Nesta pesquisa de arquivos políticos, é fácil encontrar situações de má gestão dos dinheiros públicos - conscientes ou não – ou erros estratégicos nas reformas delineadas na maior parte dos políticos que são actualmente candidatos às próximas eleições. Isso para não enunciar alguns casos do foro pessoal que causam suspeição nos eleitores. O escrutínio feito pelas oposições, pelos médias e pela opinião pública ao desempenho de quem governa é mais fácil do que quando se avalia um funcionário público ou trabalhador do sector privado. É verdade que não faltam casos de abusos de poder e corrupção que estão a ser devidamente investigados pelas autoridades. É verdade que um responsável político prejudica muito mais a nação quando lesa o Estado do que um simples trabalhador comum. Mas ao irmos constantemente buscar os erros do passado para denegrir determinado candidato ou partido, também cometemos um erro.

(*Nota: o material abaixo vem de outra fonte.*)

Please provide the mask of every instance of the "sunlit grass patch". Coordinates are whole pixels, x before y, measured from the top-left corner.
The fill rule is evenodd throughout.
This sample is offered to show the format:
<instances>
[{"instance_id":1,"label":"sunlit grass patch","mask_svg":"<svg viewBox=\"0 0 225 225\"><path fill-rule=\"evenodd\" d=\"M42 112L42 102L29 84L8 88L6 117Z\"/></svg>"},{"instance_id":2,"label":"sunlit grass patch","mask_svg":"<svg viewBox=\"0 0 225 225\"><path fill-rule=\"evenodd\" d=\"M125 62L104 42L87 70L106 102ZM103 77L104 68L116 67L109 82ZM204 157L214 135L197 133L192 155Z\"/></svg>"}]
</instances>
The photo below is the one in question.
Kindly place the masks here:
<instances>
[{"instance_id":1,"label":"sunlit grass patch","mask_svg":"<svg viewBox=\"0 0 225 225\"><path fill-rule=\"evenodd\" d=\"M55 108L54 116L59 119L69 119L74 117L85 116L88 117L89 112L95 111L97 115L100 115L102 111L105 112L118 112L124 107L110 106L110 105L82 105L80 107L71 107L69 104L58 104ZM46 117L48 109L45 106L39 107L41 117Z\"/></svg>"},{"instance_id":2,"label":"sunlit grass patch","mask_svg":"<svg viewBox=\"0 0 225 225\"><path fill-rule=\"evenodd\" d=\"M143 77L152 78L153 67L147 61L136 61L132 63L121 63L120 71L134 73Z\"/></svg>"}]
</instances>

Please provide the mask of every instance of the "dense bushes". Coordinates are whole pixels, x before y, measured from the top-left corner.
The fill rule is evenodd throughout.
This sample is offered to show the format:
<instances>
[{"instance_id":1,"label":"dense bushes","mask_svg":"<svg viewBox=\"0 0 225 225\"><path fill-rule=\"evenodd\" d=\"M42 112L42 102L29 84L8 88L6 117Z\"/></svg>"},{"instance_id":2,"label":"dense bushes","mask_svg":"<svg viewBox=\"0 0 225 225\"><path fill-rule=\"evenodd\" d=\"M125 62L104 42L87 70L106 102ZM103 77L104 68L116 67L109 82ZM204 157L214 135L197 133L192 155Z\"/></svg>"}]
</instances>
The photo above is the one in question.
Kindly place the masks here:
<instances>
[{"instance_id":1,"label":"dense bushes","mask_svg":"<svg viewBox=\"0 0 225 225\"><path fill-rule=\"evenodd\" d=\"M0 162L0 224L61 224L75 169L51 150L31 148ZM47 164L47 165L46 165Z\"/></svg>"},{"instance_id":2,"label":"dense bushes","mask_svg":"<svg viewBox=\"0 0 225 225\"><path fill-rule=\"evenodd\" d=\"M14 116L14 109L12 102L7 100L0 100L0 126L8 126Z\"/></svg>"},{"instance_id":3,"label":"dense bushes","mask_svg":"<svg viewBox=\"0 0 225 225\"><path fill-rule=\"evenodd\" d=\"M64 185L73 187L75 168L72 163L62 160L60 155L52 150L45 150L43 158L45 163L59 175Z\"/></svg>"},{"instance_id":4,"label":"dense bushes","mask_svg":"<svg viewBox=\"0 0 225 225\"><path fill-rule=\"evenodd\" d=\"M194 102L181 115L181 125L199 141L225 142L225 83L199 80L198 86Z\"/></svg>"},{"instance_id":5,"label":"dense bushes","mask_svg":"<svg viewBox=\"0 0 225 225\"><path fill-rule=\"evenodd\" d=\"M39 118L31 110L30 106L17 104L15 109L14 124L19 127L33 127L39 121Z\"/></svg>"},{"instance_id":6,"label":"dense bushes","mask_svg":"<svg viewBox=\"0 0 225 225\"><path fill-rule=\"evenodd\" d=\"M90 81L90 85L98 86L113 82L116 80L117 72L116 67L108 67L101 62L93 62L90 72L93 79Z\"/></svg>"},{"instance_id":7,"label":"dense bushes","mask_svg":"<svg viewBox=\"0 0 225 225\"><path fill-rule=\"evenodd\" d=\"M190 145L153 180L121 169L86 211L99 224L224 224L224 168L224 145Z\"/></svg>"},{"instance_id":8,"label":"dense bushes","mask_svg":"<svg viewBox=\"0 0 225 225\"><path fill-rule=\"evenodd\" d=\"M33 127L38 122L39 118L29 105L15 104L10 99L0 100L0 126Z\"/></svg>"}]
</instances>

Os dois partidos de poder, a saber PS e PSD, têm um passado quer em governos, quer em autarquias que comporta aspectos bons, mas também maus. Se esta afirmação é óbvia, não se compreende então por que razão se perde tanto tempo a discutir decisões do passado. Dito isto, será que os únicos políticos que têm autoridade política para falar são aqueles que nunca desempenharam cargos públicos? Será que só devemos acreditar nos chamados “políticos virgens”?

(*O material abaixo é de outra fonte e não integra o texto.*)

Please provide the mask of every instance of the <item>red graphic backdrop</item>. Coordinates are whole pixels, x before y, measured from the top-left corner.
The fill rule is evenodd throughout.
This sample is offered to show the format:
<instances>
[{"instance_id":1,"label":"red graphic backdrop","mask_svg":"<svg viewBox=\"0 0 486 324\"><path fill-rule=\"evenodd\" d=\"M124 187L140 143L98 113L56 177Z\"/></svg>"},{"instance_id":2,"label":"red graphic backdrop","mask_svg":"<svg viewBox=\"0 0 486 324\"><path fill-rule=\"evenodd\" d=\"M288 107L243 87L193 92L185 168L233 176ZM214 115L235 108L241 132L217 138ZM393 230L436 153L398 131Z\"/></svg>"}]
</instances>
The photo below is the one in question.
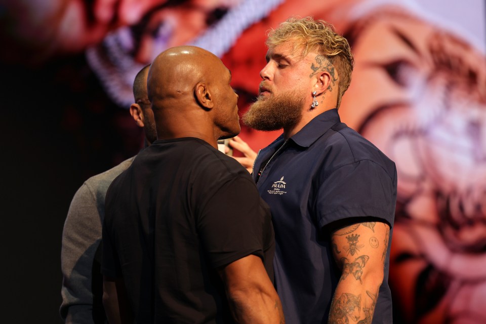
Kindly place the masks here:
<instances>
[{"instance_id":1,"label":"red graphic backdrop","mask_svg":"<svg viewBox=\"0 0 486 324\"><path fill-rule=\"evenodd\" d=\"M484 34L460 27L484 29L483 3L457 7L455 22L434 15L432 0L427 9L412 0L3 2L8 322L60 320L70 199L141 146L127 110L136 72L166 48L205 47L231 70L242 113L257 95L266 32L292 15L327 20L349 39L356 63L340 114L396 164L395 322L486 321L486 46ZM468 6L482 14L460 12ZM278 135L244 126L240 136L257 150Z\"/></svg>"}]
</instances>

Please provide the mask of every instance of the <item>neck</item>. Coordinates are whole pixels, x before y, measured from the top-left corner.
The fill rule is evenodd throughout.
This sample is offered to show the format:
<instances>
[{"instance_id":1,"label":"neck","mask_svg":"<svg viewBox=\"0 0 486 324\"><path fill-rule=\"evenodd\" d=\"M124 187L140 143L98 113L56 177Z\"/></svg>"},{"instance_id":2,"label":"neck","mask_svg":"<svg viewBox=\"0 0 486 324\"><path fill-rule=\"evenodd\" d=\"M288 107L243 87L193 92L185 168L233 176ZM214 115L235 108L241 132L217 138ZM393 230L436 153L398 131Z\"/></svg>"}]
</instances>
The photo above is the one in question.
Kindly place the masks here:
<instances>
[{"instance_id":1,"label":"neck","mask_svg":"<svg viewBox=\"0 0 486 324\"><path fill-rule=\"evenodd\" d=\"M336 108L335 105L333 107L316 107L313 109L305 109L302 112L302 117L300 120L295 125L288 128L284 129L284 138L285 139L290 138L295 134L297 134L304 126L309 124L309 123L316 116L320 115L325 111L330 110Z\"/></svg>"}]
</instances>

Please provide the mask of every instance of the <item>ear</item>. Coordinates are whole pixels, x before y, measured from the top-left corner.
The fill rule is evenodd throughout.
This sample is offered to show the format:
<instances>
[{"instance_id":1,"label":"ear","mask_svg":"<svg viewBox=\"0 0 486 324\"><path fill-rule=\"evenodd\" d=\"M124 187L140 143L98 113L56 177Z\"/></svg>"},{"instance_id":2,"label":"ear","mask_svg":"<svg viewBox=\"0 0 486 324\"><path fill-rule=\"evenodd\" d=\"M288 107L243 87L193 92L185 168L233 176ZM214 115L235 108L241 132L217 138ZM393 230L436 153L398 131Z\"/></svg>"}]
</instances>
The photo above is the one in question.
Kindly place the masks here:
<instances>
[{"instance_id":1,"label":"ear","mask_svg":"<svg viewBox=\"0 0 486 324\"><path fill-rule=\"evenodd\" d=\"M139 127L143 127L143 114L142 113L142 107L139 104L132 104L130 106L130 114Z\"/></svg>"},{"instance_id":2,"label":"ear","mask_svg":"<svg viewBox=\"0 0 486 324\"><path fill-rule=\"evenodd\" d=\"M314 85L314 91L317 93L318 96L326 93L328 90L332 89L333 85L331 75L327 71L319 72L315 76L317 78ZM331 91L332 91L331 90Z\"/></svg>"},{"instance_id":3,"label":"ear","mask_svg":"<svg viewBox=\"0 0 486 324\"><path fill-rule=\"evenodd\" d=\"M208 109L214 107L213 97L208 88L208 85L204 82L198 83L194 92L194 98L199 105Z\"/></svg>"}]
</instances>

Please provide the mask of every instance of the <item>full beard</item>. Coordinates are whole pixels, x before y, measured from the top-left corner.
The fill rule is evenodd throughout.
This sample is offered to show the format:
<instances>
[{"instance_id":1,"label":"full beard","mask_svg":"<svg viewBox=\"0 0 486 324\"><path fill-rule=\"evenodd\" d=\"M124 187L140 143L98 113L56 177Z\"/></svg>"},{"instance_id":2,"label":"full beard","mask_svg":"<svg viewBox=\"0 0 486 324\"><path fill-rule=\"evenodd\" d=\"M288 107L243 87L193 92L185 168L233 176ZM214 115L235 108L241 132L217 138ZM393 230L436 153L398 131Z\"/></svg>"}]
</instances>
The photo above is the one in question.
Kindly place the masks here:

Deste modo, para ser o mais coerente possível, votar-se-ia no Bloco de Esquerda, por exemplo, pois é um partido que tem feito uma boa oposição e como nunca esteve no poder, merece, provavelmente, um voto de confiança. Por um lado, até gostava de ver como seria, não só por mera curiosidade como também para ver o lado mais obscuro, contraditório e até podre que os seus responsáveis possuem. Por mais que se queira encontrar pessoas diferentes na política, acabamos por ver vários lados de uma mesma postura política e pessoal perante a sociedade. De todos os modos, na política, não são só as pessoas que se candidatam. Na base de um partido está a sua ideologia. Aqui reside a grande diferença.

Para aqueles que simpatizam ou são filiados num determinado partido, não há dúvidas de que custa aceitar certos candidatos que, pelo seu carácter ou pelo seu passado, diminuem a força e a autoridade da força política na qual acreditam. Por isso, ou se aceita o partido e os seus responsáveis democraticamente eleitos como são ou então mais vale mudar porque não dá para viver com a consciência pesada, tentando omitir o que já foi feito, seja de bom ou mau.




O sistema funciona

O povo costuma dizer que devia haver eleições todos os anos, tendo em conta o número de obras que estão a decorrer neste período de campanha eleitoral. Este cinismo popular devia envergonhar qualquer pessoa com responsabilidades políticas, sejam elas a nível local ou nacional.

É indecoroso ver os políticos a darem, nesta altura, subsídios a associações sociais, desportivas ou culturais; a cederem terrenos às juntas de freguesia; a limparem as estradas; a renovar as vias de trânsito; a pôr mais canteiros de flores nas artérias principais das cidades e assim por diante. Há décadas que este sistema de “compra” de votos existe e instituiu-se de tal forma na sociedade portuguesa que já ninguém leva a mal, nem acha isso escandaloso.

Consoante encontrou-se uma forma de limitar o número de mandatos ou para que haja mais mulheres na vida política, também se devia criar maneira de limitar as inaugurações em períodos próximos de eleições ou então de proibir a atribuição de subsídios ou bens a entidades de interesse público na dita altura.





Tornar o mundo pequeno

Não é só com subsídios ou salários altos que se combate a insularidade e a desertificação das ilhas mais pequenas. Permitir que a qualidade de vida seja melhor do que nos principais centros urbanos deve ser a prioridade de um governo regional.

Por isso, é com contentamento que vejo o governo a possibilitar que os açorianos da Graciosa e de São Jorge tenham Internet gratuita em rede wireless. É preciso aproximar o mundo dos ilhéus e nada melhor do que usar as novas tecnologias para atenuar a sensação de isolamento. Obviamente, este processo deve ser alargado às demais Ilhas da Coesão, abrindo a hipótese de a televisão também ser fornecida gratuitamente.

Qualquer governante regional deve ter sempre em mente que viver em ilhas não deve ter custos mas sim benefícios.